Назавтра, оставив Кристу у Спарков, Роумэн вылетел в Вашингтон.
Следующим утром, когда Грегори уехал на киностудию, а Элизабет возилась в саду, в холле рядом с диваном, на котором устроилась Криста, записывая в тетради длиннющие уравнения, — работа шла как никогда, она не могла оторваться, испытывая давно забытое звенящее ощущение покоя и расслабленного счастья, — раздался телефонный звонок (дом Спарков хорошо просматривался с улицы даже без бинокля) и мучительно знакомый голос произнес всего несколько фраз:
— Как бы нам повидаться, а? Это Пепе. Помните?
Штирлиц (Аргентина, ноябрь сорок шестого)
— Значит так, мистер! — рассердился Шиббл. — Либо вы хотите попасть к курандейро,[23] либо мы будем охотиться! Но имейте в виду, что визит к курандейро стоит двадцать долларов.
— Вы меня разденете, — усмехнулся Штирлиц. Он сидел в седле чуть откинувшись, чтобы не болела поясница, ощущая блаженную усталость в теле и налитость в ногах; последний раз был в конюшнях у князя фон дер Пролле, под Бранденбургом, в сорок третьем; вечность прошла с тех пор, Гитлер еще был в Смоленске, Орле и под Ленинградом, Кэт была рядом и Эрвин тоже; господи, как же быстротечно время, не успеешь оглянуться — святки, там, глядишь, — и Новый год…
— Наоборот, я вас одел. Вы были в потрепанном, старом костюме, а в моем тропикано вы вполне импозантны, настоящий антрополог из Глазго.

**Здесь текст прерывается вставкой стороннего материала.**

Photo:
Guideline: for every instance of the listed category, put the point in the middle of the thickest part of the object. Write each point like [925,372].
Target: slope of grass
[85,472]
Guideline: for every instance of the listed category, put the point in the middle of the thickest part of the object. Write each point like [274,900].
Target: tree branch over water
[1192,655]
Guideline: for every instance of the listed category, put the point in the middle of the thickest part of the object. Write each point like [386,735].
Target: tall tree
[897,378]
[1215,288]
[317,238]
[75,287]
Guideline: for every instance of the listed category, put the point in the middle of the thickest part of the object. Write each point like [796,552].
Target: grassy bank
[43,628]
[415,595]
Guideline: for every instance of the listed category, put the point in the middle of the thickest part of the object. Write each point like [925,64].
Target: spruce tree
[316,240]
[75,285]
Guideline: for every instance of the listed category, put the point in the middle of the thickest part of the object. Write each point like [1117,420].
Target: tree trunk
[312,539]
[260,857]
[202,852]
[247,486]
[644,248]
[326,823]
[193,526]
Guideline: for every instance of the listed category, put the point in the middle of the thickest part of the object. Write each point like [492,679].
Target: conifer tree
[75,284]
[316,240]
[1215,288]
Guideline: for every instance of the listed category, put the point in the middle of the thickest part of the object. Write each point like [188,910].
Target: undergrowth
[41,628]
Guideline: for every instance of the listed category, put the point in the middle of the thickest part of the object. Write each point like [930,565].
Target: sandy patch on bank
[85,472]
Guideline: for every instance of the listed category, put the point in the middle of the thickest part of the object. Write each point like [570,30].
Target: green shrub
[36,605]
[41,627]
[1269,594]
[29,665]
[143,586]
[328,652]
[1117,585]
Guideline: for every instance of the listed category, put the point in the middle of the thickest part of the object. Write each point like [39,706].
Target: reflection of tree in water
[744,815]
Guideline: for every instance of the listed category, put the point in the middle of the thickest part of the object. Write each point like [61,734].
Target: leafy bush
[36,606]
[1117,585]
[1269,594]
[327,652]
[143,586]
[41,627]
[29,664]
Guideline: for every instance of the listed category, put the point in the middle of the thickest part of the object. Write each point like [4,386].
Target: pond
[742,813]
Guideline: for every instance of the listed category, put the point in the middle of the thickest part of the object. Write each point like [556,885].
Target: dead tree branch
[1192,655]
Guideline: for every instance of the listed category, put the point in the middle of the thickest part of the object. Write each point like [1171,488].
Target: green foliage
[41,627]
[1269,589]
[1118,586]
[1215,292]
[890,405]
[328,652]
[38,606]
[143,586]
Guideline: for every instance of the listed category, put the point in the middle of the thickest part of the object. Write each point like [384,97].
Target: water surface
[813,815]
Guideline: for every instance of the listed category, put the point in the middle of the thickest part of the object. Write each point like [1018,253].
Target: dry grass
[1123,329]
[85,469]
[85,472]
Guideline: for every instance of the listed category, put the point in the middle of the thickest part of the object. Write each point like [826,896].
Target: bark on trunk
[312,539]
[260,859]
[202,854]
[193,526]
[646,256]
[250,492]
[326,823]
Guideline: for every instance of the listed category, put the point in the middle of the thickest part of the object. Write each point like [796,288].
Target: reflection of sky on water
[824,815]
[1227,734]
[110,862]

— Почему антрополог? Да еще из Глазго?
— Ну, не знаю… Из Лондона… Но совершеннейший англосакс. Нет, про дополнительный гонорар в сумме двадцати долларов я говорю с полной мерой серьезности. Чтобы попасть к хорошему курандейро, нам надо спуститься в район Гуарани, пройти через Форресталь Мисионера, в районе Бара Пепири есть хорошие курандейро из Бразилии; там нет границы, люди ходят друг к другу так, как из Аргентины в Парагвай в нашей богом покинутой Игуасу или через Пуэнтэ Пирай возле немецкого Монте-Карло…
— Почему немецкого?
— Потому что в поселках Монте-Карло и Эльдорадо живут одни немцы, они там спрятались от нас, победителей… Хорошо живут, черти, умеют работать…
— Год назад этого самого Монте-Карло не было?
— Нет, почему же… Была маленькая деревушка, правда с прекрасным летным полем, немцы здесь всегда имели самолеты; шпионы — чего ж тут не понять… Очень состоятельные люди; если говорят «да», то это «да», вполне надежны… Как десять немцев поселились здесь — до войны еще, в тридцатых, так сразу же поставили радиоклуб, передатчик, ох-хо-хо, Луну можно слышать, не то что Берлин, ну и, конечно, аэродром с самолетами, хайль Гитлер, и все тут!
— Я не очень-то ориентируюсь на местности… Покажите по карте маршрут, который вы наметили, во-первых, и как нам придется его скорректировать, если пойдем к курандейро, во-вторых.
— Значит, привал?
— Мы же еще только три часа в пути, а вы сулили шесть…
— Да? — рыжеволосый, кряжистый Шиббл почесал переносье расплющенным в ногте указательным пальцем. — Странно. Впрочем, у меня дырявая память. Если не хотите со мной ссориться, не уличайте меня во лжи, — это получается чисто случайно, в принципе я не лжец. Как все люди с плохой памятью, я несколько неуемно фантазирую.